Il s'agit des locaux qui sont destinés à l'habitation et qui comportent les éléments mobiliers ayant pour effet de leur conférer un minimum d'habitabilité. À cet égard, il est précisé que doivent notamment être considérés comme des locaux à usage d'habitation, les caravanes, les tentes, les mobil-homes et les habitations légères de loisir constituant de véritables installations fixes, spécialement aménagés et exclusivement réservés à l'habitation.

En revanche, la location à l'heure, à la journée, à la semaine ou au mois de caravanes, camping-cars, péniches, bateaux etc. s'analyse comme une location de biens meubles corporels obligatoirement imposable (cf. BOI-TVA-CHAMP-10-10-50-30 I § 10).

2. Prestations annexes à la fourniture de logement

120

La fourniture de certaines prestations annexes telles que celles définies au BOI-TVA-CHAMP-10-10-50-20 I-B § 30 n'empêche pas l'exonération de la fourniture de logement proprement dite. Ces prestations annexes sont imposables dans les conditions de droit commun dès lors qu'elles ne sont pas habituellement incluses dans le prix de location d'un logement meublé.

En revanche, la fourniture de linge, l'accueil au début du séjour et le nettoyage des locaux à la fin du séjour, inclus dans le prix de location du logement meublé ne constituent pas des prestations annexes qui doivent être soumises à la TVA.
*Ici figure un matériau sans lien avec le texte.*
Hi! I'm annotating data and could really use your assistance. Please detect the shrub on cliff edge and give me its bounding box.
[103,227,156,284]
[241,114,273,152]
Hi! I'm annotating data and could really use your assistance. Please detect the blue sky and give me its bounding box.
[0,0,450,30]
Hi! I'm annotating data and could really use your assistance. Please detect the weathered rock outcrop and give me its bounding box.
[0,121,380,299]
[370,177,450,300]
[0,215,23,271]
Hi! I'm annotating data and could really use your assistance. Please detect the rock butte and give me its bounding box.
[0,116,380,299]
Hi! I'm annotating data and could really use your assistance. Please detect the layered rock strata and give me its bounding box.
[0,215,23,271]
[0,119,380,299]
Lorsque les prestations annexes sont fournies dans les conditions fixées au b de l'article 261 D-4°du CGI, l'opération est considérée dans son ensemble comme relevant d'une activité hôtelière ou para-hôtelière et devient imposable dans les conditions définies au BOI-TVA-CHAMP-10-10-50-20 I-B § 30 et suivants.
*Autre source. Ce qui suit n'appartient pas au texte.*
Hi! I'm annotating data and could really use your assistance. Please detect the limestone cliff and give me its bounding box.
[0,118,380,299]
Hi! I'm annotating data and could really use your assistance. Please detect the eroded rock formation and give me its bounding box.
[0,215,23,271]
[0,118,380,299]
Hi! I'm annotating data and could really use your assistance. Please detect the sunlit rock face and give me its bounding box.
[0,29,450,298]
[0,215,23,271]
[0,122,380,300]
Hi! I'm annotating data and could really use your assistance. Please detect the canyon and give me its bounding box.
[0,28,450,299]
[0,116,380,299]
La mise en Ĺ“uvre de ces principes conduit notamment à exonérer :

- les particuliers qui louent en meublé, de manière occasionnelle ou permanente, une résidence secondaire, un logement touristique ou une partie de leur résidence principale, sans offrir a minima, un ensemble de services assimilables aux services hôteliers, dans les conditions exposées au BOI-TVA-CHAMP-10-10-50-20 I-B § 30 ;

- les collectivités locales et les agriculteurs qui donnent en location des gîtes ruraux ou communaux ;

- les entreprises qui mettent à la disposition de leur personnel un logement meublé moyennant une rémunération ; le fait que le personnel soit affecté ou non à la surveillance, à la sécurité ou au gardiennage des locaux est sans incidence.

3. Formes de la location

130

Le caractère occasionnel, permanent ou saisonnier de l'activité, la périodicité de la location (nuit, semaine, mois ou année) sont sans influence sur la situation au regard de la TVA.

4. Montant des loyers

140

L'exonération s'applique quel que soit le montant des loyers perçus.

5. Locations d'emplacement pour le stationnement des véhicules étroitement liées à la location de logements meublés ou garnis

150

Les locations d'emplacements pour le stationnement des véhicules étroitement liées à des locations de logements meublés ou garnis exonérées sont elles-mêmes exonérées dans les conditions prévues dans ce domaine (cf. BOI-TVA-CHAMP-10-10-30 IV-B-1).

B. Le cas particulier des locations de locaux nus, meublés ou garnis consenties à des exploitants de logements-foyers

160

Selon l'article 260 D du CGI, la location de locaux nus ou meublés dont la destination finale est le logement meublé est toujours considérée comme une opération de fourniture de logement meublé.

En conséquence, les locations de locaux nus, meublés ou garnis consenties à des exploitants d'établissements d'hébergement à caractère hôtelier visés à l'article 261 D-4°-a et b du CGI sont taxables de plein droit.

Cependant, les locations de locaux nus, meublés ou garnis consenties aux exploitants d’établissements mentionnés à l’article L633-1 du code de la construction et de l’habitation dont l’activité n’ouvre pas droit à déduction sont exonérées.

Cette exonération concerne les exploitants de logements-foyers (cf. BOI-TVA-CHAMP-10-10-50-20 II § 100).

L'exonération est applicable de plein droit, Aucun droit à déduction ne peut être exercé au titre de ces logements.